Why is it not unique?  (from Ken's doc on GFS2:  "If the filesystem 
allocated 1 billion inodes per second, it would take over 500 years for 
roll-over.")

> As you say there is no route for the inode number returned via readdir
> to come back to the kernel, but it should match the inode number
> returned by stat and I don't see that we should change either of them
> just to get NFS to work when userspace is perfectly ok as it is.

There were alot of things done to make NFS work properly with GFS - 
many of them through great pain, because GFS is a clustered FS.

>> If you look further... The current lookup code actually uses
>> no_formal_ino, not no_addr. The two main "gate" routines that controls
>> ino-to-inode conversion are:
>>
>> * gfs2_ilookup() (used by NFS route)
>> * gfs2_inode_lookup() (used by VFS that calls gfs2_lookup()).
>>
> Neither of them need to use no_formal_ino at all. The lookup is using
> no_addr as there is no other index which makes sense. I know that
> no_formal_ino is used as part of the hash, but it shouldn't be really
> and its trivial to change that. You can't swap to just using
> no_formal_ino on its own as there is no mapping to find its on-disk
> location from no_formal_ino.
>
>> Both use no_formal_ino - gfs2_inode_lookup() logic hides this behind 
>> the
>> little wrapper "gfs2_iget()". Since current VFS side's lookup has been
>> working fine, this no_formal_ino idea apparently is working. So let's
>> make NFSD side work the *same* way. I'm convinced this patch does a
>> right thing.
>>
>> I don't dispute using generation number may not be a bad idea and may
>> perform better. However, if we really look into the details, it is not
>> easy for current code structure. Since we have something already
>> working, it is not wise to mess this code layout at this moment.
>>
>> Make sense ?
>>
>> -- Wendy
>>
> I'm afraid that I'm still not convinced on that. It seems that ext3 
> uses
> the method that I'm proposing in that it looks up the inode by inode
> number and then only afterwards checks the generation number. It also
> has the advantage of separating the NFS interface from the rest of the
> filesystem.

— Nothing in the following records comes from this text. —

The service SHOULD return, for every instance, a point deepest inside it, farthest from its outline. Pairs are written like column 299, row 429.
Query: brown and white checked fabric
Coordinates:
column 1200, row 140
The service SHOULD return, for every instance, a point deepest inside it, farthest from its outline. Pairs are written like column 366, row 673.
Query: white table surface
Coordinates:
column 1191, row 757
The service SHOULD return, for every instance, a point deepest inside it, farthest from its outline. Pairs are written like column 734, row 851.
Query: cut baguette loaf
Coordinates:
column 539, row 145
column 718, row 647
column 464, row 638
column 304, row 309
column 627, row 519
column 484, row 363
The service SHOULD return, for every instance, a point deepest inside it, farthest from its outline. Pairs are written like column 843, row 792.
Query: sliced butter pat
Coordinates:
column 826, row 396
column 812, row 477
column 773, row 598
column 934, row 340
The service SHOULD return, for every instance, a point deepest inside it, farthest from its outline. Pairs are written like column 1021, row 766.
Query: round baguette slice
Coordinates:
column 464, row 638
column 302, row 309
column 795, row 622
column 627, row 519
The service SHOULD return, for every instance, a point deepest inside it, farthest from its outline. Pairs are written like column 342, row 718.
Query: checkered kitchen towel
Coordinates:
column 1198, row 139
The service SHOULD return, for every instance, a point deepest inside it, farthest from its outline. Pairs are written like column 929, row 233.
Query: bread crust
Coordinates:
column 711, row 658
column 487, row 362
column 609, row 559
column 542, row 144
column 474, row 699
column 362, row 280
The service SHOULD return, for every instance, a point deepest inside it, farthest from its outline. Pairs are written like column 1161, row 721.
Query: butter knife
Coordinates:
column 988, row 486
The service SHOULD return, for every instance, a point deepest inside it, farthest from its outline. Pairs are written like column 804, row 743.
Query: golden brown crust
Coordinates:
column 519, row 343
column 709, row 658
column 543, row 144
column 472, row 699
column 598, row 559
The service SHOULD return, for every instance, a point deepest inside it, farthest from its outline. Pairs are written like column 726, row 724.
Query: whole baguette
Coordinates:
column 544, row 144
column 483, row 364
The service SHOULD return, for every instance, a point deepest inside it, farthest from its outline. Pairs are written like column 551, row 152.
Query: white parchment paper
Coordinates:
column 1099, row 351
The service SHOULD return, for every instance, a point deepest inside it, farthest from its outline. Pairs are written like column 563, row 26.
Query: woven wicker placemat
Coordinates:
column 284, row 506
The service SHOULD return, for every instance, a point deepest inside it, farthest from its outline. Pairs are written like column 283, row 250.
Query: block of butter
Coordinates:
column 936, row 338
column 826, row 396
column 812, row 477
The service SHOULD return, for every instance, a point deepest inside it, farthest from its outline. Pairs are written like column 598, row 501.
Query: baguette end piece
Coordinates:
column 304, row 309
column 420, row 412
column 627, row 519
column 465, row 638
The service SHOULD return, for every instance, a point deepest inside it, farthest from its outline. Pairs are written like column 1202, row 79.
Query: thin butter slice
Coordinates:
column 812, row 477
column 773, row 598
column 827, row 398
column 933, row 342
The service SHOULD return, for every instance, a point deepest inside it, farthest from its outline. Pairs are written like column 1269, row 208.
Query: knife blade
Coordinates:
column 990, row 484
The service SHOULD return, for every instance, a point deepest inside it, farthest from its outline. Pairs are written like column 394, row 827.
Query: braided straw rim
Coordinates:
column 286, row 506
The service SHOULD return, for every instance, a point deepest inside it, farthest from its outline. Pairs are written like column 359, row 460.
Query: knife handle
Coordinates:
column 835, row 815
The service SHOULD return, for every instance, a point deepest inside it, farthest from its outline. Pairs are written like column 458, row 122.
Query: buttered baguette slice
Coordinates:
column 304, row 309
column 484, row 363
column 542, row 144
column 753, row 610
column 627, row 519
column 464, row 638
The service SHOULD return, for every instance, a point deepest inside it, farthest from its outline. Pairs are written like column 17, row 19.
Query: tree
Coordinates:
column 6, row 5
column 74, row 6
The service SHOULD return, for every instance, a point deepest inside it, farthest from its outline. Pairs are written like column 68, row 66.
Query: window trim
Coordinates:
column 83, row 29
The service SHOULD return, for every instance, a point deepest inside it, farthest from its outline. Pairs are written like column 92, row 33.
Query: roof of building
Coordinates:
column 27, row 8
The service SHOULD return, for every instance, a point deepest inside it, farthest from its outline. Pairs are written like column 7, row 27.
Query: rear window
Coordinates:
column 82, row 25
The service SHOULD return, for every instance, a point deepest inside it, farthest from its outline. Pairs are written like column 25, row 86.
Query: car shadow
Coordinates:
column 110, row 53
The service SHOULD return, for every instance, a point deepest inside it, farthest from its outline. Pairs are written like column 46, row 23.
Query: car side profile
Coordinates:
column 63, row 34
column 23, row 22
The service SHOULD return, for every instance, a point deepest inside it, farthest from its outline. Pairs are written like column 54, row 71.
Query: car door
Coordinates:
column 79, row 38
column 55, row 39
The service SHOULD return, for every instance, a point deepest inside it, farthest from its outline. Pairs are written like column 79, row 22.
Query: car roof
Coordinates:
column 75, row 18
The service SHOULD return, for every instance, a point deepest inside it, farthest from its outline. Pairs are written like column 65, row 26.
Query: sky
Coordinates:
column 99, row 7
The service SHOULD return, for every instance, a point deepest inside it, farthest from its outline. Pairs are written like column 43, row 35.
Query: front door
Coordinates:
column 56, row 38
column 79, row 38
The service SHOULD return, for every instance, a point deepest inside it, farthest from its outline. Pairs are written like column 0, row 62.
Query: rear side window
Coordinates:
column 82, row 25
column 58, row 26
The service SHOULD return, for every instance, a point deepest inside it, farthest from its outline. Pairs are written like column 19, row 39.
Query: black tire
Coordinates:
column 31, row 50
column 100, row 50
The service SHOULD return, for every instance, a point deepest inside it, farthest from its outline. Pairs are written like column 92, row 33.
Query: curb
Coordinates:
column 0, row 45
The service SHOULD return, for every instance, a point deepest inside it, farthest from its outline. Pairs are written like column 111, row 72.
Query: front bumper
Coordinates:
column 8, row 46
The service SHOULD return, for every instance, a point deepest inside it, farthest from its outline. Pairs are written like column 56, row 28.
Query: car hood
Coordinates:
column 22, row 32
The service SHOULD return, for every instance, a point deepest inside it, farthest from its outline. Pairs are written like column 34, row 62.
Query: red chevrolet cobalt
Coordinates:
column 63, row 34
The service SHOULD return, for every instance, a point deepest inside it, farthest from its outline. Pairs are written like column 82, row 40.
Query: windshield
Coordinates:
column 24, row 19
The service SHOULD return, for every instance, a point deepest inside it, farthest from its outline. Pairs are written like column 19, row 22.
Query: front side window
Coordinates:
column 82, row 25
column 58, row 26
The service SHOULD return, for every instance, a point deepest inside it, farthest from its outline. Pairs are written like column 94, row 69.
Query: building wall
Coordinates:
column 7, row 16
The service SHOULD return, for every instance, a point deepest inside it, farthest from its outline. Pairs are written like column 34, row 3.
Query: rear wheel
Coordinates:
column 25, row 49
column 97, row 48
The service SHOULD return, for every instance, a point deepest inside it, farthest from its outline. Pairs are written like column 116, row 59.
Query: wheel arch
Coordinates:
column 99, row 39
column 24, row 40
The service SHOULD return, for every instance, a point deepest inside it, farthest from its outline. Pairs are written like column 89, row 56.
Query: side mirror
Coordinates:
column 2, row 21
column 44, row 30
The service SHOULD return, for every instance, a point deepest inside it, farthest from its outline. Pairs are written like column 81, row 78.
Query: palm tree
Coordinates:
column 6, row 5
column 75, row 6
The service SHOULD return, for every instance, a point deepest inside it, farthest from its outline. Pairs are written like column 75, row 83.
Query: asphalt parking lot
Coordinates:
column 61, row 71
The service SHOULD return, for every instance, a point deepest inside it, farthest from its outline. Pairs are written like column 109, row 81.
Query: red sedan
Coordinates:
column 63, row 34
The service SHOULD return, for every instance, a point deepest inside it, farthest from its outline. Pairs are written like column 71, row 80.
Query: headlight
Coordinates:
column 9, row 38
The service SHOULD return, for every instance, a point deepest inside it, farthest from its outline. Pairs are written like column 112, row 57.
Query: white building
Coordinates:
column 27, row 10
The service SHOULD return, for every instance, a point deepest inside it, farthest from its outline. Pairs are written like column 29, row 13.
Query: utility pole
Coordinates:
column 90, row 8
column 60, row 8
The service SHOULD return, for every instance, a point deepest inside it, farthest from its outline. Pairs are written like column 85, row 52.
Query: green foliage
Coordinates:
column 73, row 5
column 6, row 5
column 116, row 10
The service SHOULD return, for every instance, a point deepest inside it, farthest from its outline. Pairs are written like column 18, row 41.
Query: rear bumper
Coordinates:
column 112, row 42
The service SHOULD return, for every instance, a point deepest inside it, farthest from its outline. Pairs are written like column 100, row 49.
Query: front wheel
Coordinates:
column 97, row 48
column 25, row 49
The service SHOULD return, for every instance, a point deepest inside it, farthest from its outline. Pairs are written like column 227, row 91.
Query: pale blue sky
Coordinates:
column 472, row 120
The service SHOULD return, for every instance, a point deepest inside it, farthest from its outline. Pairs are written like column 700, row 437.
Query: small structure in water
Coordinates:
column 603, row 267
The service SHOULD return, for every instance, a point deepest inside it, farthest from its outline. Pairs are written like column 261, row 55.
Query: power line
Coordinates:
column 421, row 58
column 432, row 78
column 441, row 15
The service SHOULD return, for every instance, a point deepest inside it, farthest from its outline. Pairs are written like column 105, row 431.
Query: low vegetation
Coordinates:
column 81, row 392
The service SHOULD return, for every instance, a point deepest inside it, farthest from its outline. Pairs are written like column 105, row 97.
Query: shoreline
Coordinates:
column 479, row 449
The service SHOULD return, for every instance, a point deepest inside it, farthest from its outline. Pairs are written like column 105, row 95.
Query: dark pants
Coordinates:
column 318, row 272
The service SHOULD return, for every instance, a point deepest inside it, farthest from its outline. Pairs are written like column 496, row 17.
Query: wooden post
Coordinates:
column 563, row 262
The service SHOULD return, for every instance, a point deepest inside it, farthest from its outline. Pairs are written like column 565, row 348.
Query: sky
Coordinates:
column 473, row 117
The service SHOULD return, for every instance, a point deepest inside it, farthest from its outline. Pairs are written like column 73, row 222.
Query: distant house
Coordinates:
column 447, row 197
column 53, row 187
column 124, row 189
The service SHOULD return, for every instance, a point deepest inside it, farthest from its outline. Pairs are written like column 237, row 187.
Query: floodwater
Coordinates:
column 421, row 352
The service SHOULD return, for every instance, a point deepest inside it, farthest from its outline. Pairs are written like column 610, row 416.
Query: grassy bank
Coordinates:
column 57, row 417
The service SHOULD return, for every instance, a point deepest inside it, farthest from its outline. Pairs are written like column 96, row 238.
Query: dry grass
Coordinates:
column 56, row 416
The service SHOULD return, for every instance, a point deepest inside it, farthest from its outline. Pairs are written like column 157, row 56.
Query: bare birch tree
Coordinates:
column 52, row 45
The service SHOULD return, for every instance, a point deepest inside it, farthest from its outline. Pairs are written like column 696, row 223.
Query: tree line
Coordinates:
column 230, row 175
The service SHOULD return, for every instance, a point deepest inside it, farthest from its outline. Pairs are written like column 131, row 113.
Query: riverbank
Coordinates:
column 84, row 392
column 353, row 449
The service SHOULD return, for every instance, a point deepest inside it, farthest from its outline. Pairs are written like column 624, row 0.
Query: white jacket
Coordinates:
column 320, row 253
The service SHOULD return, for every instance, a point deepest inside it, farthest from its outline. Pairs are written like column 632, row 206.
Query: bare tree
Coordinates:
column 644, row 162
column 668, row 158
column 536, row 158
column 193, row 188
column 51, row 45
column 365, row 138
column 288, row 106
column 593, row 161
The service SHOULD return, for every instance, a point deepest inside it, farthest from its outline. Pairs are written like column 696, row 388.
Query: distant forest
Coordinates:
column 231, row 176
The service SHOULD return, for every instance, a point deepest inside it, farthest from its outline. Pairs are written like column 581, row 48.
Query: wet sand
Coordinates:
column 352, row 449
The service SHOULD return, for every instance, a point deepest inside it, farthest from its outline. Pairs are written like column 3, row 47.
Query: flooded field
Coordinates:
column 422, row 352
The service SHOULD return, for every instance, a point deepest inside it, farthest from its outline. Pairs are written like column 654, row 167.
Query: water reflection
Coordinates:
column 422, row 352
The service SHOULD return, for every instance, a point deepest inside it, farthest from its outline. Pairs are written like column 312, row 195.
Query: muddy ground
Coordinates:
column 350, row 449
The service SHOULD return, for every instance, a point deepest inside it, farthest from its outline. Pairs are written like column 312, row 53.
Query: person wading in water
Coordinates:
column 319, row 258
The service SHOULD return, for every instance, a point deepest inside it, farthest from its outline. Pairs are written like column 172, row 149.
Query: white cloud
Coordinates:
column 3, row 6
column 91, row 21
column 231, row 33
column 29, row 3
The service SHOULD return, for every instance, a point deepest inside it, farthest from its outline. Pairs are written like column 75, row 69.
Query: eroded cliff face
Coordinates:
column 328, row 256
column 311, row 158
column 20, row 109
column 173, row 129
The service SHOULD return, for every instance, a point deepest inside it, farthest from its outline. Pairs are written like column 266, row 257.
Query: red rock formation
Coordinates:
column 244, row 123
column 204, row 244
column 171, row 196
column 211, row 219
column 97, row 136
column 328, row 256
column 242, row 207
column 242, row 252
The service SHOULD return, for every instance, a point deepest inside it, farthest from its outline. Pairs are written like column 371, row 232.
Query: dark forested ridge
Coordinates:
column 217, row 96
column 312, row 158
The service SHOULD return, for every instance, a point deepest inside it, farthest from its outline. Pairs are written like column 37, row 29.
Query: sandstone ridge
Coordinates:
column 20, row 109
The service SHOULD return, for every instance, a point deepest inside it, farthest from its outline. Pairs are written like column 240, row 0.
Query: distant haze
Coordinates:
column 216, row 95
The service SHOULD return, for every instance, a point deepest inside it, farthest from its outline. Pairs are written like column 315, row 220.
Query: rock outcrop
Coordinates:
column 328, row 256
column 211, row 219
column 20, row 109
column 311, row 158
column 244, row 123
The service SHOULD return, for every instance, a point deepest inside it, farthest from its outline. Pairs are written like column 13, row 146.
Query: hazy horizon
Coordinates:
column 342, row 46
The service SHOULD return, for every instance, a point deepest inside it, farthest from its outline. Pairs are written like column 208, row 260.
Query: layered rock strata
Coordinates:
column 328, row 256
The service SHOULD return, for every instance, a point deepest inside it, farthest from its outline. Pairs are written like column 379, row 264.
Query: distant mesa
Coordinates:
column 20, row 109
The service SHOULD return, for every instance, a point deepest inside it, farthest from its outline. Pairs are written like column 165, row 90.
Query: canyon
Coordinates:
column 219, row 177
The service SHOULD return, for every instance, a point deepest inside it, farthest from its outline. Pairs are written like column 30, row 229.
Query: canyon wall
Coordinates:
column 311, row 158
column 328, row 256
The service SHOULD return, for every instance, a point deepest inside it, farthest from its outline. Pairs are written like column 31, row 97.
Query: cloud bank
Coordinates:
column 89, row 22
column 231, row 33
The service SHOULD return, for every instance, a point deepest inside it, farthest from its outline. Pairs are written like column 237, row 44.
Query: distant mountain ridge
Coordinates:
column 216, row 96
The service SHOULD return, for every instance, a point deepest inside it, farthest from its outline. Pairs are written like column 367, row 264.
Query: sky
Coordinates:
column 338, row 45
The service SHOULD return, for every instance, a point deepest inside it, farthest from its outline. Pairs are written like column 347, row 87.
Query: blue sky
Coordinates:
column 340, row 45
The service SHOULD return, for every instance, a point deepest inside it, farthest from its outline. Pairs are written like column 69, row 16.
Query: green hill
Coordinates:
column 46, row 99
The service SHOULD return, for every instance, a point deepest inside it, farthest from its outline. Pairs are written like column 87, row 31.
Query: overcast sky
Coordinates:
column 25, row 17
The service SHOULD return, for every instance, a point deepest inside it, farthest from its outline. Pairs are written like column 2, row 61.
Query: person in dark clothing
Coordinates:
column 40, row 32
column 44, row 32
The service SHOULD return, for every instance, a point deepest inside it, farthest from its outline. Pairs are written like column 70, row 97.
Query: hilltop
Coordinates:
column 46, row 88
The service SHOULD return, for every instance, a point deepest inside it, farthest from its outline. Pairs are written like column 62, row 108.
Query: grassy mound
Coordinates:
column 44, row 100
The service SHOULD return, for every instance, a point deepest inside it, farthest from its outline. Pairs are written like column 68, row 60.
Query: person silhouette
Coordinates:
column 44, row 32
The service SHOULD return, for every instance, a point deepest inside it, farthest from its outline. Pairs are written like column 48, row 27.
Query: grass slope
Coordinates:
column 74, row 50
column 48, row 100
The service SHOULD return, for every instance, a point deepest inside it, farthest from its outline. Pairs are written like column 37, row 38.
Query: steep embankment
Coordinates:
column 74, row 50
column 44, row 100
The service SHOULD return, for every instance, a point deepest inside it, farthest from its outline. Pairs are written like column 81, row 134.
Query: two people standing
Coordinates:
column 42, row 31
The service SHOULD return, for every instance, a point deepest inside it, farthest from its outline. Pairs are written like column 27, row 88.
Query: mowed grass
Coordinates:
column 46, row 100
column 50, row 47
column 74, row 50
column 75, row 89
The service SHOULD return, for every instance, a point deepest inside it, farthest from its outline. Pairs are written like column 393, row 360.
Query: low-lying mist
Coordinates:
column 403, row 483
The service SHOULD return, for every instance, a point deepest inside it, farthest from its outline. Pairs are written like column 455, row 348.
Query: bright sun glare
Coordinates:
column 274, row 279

That seems to me to be a lot of the problem that we are
> looking at here in that the VFS's lookup function wants to look up by
> no_addr and (currently) NFS is asking for something slightly different,
>

How do you plan on handling inode migration when using NFS?  I believe 
that was one of the central reasons for having no_formal_inode.  There 
may be other reasons as well, as I am not familiar with the code.